Source: The New Yorker, June 10, 1944, pp. 14-15
Some people, after attending two new pictures, “Lady in the Dark” and “Knickerbocker Holiday,” and the current Broadway musical “One Touch of Venus,” might, as the result of seeing Kurt Weill credited with music in all three productions, get the idea that he is the most prolific composer in the business, but they would be wrong. Good, yes; quick, no. Actually, those three scores and a batch of music for a World’s Fair pageant, “Railroads on Parade,” constitute his total output for the last six years. Weill, a small, gentle man of forty-four who wears thick-lensed glasses and has only a fringe of hair remaining, is not especially elated by his coincidental popularity. “Too many times there has not been anything of mine showing, even on Third Avenue,” he told us when we called on him last week. He is elated, however, by the news that an old song of his, one he wrote back in 1934 for a French musical play called “Marie Galante,” has been adopted by the French underground. It is called “J’Attends un Navire”–“I Am Waiting for a Ship”–and in the play was sung by a lonely prostitute, marooned in Panama, who longed to get back to Bordeaux (ah, the French drama!). As sung these days in the cafés of Paris, it connotes invasion barges.
Weill was born in Dessau, about sixty miles southeast [i.e., southwest] of Berlin, the son of a cantor. Dessau was the capital of the little dukedom of Anhalt and had an opera house which was subsidized by the Duke, who lived across the street and had himself driven over every day in a coach and four to attend rehearsals. Weill was taught piano by the conductor of the opera and at fifteen became the official accompanist, travelling with the stars when they made concert tours of the smaller cities. When he was eighteen, Weill went to Berlin and studied for a year under Humperdinck, whose last opera–rather a bad one, Weill remembers–he helped to orchestrate. Then, when he was nineteen, he went to the town of Lüdenscheid, in Westphalia, where as director of the opera he handled all sorts of productions–grand opera, operetta, revues, and plays. They wanted him to become Kapellmeister, or the civic musical director, but he went back to Berlin to study with Busoni, then the best composer and pianist on the Continent.
For several years, Weill studied under Busoni by day and played the piano in rathskellers at night. The stepping stone to success was a children’s ballet he tossed off in an odd moment. It came to the attention of a playwright named Georg Kaiser, who suggested that they collaborate on an opera. They turned out a grand opera entitled “The Protagonists” [sic], which went over so well that Weill never again had to play in rathskellers. At that, it wasn’t as big a hit as a subsequent piece of his, “Three-Penny Opera,” which ran for three years in Berlin. Weill then composed the score of a fantasy called “The Rise and Fall of Mahogany City” [sic], all about the United States. “For every age and part of the world, there is a place about which fantasies are written,” Weill explained to us. “In Mozart’s time it was Turkey. For Shakespeare, it was Italy. For us in Germany, it was always America. You have no idea how little we knew about America. We had read Jack London and we knew absolutely all about your Chicago gangsters, and that was the end. So of course when we did a fantasy, it was about America.” The story concerned the inhabitants of a [page 17] city who lived in careless luxury until threatened by a hurricane. “When the hurricane was coming, I got out a map and looked for places for it to hit,” Weill said. “I found Pensacola. It has a marvellous name for a city to be hit by a hurricane in a musical. I built up a whole chant around it–Pensacola, Pensacola, Pensacola wham!”
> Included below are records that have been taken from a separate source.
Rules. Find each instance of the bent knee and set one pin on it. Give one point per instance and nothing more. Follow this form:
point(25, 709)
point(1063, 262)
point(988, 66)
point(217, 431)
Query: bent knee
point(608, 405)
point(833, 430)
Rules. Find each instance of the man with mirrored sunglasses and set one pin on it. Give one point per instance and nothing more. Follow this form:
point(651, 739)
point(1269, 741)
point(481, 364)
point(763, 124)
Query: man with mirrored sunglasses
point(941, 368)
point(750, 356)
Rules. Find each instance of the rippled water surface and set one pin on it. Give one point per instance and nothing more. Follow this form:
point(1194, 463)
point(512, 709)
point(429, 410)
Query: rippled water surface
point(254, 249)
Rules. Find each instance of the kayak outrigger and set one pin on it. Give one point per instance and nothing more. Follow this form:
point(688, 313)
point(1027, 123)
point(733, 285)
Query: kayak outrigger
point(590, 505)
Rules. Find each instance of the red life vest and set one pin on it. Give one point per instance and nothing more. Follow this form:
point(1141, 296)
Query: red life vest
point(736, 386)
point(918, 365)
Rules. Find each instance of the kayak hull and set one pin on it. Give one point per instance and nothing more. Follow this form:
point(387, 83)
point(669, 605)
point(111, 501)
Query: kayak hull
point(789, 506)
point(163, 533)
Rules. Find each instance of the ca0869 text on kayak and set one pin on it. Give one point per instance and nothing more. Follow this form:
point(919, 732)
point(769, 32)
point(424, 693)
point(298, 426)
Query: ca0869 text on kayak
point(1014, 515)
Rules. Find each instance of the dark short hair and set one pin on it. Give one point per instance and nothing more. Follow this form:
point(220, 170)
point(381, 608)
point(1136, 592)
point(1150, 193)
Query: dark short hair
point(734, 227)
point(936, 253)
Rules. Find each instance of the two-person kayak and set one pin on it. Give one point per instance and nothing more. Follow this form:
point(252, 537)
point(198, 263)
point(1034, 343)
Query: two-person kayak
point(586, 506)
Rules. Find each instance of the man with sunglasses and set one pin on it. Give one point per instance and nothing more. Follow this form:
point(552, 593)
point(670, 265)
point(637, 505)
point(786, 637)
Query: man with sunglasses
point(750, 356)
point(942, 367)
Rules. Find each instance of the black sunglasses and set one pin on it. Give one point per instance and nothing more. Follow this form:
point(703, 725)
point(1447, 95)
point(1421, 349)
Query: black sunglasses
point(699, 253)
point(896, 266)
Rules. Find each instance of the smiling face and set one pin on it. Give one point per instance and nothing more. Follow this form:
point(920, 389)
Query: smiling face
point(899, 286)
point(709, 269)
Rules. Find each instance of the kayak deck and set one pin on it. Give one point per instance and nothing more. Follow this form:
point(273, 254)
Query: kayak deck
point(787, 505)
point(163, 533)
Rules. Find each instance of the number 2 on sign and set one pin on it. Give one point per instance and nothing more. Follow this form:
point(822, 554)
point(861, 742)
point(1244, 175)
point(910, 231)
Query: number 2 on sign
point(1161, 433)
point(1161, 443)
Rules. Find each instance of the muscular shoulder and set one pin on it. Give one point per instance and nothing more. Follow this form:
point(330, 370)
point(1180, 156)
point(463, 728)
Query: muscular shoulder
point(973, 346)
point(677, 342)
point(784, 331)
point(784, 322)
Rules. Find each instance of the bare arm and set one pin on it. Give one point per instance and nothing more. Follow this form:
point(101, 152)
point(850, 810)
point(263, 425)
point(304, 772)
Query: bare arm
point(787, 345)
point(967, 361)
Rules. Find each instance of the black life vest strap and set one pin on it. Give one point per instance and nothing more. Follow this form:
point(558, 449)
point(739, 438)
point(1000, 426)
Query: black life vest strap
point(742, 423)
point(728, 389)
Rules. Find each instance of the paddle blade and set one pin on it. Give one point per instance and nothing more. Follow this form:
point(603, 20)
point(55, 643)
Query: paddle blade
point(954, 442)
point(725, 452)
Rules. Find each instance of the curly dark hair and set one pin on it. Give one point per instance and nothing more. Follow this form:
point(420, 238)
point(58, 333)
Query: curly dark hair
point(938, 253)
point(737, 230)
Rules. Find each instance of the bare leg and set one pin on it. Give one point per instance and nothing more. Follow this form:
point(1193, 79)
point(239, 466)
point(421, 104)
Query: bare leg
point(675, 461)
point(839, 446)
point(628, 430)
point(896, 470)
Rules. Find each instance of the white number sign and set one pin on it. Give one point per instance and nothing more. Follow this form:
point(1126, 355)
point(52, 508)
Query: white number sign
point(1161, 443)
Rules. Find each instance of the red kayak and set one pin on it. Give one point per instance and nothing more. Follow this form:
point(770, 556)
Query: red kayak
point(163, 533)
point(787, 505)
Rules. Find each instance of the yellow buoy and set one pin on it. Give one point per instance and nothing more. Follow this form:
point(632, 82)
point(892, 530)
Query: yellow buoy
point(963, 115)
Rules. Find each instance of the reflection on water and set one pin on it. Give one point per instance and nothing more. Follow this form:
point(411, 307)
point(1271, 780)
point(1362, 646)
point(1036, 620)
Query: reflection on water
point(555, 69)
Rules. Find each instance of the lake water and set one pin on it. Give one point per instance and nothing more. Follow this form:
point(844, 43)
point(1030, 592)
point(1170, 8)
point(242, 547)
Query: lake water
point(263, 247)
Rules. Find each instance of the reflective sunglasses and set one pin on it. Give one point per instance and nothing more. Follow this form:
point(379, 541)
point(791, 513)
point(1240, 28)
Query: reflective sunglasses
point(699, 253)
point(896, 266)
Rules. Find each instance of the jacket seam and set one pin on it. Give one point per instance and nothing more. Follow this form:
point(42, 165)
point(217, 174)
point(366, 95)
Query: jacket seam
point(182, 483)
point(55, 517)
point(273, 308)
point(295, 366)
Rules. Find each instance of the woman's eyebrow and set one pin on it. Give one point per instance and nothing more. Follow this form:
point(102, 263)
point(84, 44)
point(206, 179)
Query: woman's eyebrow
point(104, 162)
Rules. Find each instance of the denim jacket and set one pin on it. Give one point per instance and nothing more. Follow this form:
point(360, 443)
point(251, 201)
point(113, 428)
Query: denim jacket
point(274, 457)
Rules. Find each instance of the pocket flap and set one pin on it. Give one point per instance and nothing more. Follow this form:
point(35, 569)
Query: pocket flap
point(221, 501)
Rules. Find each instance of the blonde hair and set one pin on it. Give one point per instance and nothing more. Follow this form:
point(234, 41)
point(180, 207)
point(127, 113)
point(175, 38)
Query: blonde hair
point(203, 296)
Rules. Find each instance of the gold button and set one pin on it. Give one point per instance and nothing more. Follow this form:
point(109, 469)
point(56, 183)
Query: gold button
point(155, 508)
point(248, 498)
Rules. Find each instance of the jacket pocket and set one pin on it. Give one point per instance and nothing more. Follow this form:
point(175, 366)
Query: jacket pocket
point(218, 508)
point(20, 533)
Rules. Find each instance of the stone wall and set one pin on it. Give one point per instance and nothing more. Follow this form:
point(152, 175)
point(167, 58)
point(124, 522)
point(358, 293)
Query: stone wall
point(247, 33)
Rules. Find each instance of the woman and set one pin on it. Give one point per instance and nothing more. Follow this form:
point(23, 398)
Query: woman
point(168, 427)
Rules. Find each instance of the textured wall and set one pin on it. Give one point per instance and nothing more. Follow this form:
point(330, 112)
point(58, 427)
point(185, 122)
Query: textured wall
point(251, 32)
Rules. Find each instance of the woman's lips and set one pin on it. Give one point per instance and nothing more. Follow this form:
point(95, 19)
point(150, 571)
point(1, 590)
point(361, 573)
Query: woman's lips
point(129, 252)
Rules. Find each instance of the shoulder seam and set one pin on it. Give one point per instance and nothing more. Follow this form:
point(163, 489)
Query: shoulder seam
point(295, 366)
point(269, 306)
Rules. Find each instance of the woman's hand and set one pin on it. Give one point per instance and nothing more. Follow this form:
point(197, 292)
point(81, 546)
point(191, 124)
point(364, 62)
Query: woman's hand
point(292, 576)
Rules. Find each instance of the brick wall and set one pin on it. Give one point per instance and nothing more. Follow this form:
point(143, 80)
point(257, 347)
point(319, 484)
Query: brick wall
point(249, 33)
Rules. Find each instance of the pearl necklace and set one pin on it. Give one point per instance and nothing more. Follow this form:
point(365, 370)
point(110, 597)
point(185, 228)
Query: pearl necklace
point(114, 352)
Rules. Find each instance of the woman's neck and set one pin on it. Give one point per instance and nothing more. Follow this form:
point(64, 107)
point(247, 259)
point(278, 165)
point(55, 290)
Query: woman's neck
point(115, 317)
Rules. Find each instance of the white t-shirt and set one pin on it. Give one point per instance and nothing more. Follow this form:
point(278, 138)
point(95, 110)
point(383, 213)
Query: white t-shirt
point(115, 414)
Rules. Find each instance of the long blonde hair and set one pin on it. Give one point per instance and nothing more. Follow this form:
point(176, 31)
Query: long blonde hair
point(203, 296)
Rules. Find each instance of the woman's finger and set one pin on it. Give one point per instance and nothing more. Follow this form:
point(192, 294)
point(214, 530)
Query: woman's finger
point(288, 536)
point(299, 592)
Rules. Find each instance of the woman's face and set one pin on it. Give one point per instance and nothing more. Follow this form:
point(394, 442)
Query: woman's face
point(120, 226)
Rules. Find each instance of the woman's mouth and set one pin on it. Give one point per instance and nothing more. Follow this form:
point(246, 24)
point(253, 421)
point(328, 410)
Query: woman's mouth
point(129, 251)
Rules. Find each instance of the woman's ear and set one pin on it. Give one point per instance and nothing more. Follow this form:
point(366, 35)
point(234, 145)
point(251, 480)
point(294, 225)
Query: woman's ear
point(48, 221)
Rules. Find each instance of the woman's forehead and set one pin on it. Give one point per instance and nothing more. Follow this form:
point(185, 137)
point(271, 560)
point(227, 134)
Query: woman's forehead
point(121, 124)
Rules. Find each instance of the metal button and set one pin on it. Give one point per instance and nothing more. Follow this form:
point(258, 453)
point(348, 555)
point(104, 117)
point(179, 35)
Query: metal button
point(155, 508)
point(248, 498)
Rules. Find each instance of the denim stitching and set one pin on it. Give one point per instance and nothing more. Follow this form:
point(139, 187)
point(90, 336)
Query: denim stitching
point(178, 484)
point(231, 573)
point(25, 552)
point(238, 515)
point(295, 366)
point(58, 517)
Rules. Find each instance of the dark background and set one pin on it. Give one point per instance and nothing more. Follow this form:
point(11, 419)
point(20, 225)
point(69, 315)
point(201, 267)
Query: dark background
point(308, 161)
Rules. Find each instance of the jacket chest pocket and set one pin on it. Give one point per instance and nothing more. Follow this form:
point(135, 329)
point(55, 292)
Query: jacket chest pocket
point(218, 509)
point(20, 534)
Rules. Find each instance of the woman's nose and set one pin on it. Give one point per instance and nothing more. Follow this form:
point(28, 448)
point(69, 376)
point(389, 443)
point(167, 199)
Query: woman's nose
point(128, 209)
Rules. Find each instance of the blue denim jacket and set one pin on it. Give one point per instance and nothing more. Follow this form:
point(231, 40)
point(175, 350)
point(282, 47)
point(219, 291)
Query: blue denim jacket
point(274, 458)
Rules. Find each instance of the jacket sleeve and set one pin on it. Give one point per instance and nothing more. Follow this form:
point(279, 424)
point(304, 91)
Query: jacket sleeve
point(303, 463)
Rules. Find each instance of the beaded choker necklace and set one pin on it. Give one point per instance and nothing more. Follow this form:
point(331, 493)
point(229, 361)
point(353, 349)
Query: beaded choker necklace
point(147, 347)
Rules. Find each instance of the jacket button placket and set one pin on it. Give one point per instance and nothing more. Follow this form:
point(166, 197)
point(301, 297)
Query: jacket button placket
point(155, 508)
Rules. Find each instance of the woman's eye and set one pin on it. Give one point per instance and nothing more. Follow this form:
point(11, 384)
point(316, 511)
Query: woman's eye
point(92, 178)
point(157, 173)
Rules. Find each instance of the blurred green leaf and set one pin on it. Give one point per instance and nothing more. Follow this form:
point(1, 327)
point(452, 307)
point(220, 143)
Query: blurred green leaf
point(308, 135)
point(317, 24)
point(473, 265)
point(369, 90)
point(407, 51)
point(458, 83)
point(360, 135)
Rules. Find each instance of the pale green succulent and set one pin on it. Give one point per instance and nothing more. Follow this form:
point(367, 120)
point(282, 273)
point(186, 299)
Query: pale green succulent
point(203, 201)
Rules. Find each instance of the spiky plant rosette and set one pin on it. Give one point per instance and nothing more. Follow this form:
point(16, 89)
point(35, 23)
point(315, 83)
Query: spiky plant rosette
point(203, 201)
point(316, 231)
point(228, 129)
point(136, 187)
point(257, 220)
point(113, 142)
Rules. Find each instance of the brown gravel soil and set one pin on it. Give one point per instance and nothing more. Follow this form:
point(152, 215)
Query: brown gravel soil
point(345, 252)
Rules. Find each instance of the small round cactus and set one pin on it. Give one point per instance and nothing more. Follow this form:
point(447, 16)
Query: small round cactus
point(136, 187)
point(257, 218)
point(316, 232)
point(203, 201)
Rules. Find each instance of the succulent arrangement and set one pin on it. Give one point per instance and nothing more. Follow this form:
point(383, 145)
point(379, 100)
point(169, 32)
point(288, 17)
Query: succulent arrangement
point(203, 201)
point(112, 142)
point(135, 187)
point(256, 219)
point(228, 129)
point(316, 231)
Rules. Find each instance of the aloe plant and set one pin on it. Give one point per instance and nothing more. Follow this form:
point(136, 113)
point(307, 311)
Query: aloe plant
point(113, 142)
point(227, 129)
Weill let the Nazis know what he thought of them in 1933, in a thinly disguised allegorical music drama called “The Silver Lake,” which included a number with the unmistakable title “Ballad for the Death of Caesar.” He and his family left the country shortly afterward, when the wholesale arrests that followed the Reichstag fire began. Weill’s father and mother now live in Palestine. Weill and his wife–she is a Viennese actress who appeared in one of his Berlin productions–came here by way of Paris and London. After eight years here, Weill is pretty well acclimated, except, he says, for ice-cream sodas and the comic strips, neither of which he fully understands. When he isn’t working in Hollywood, he and his wife live in New City, Rockland County, right next to Maxwell Anderson. “If I were removed to a place like off the earth, I would never be homesick for Berlin or Dessau or Lüdenscheid,” Weill assured us. “I would be homesick for the drugstore in New City.”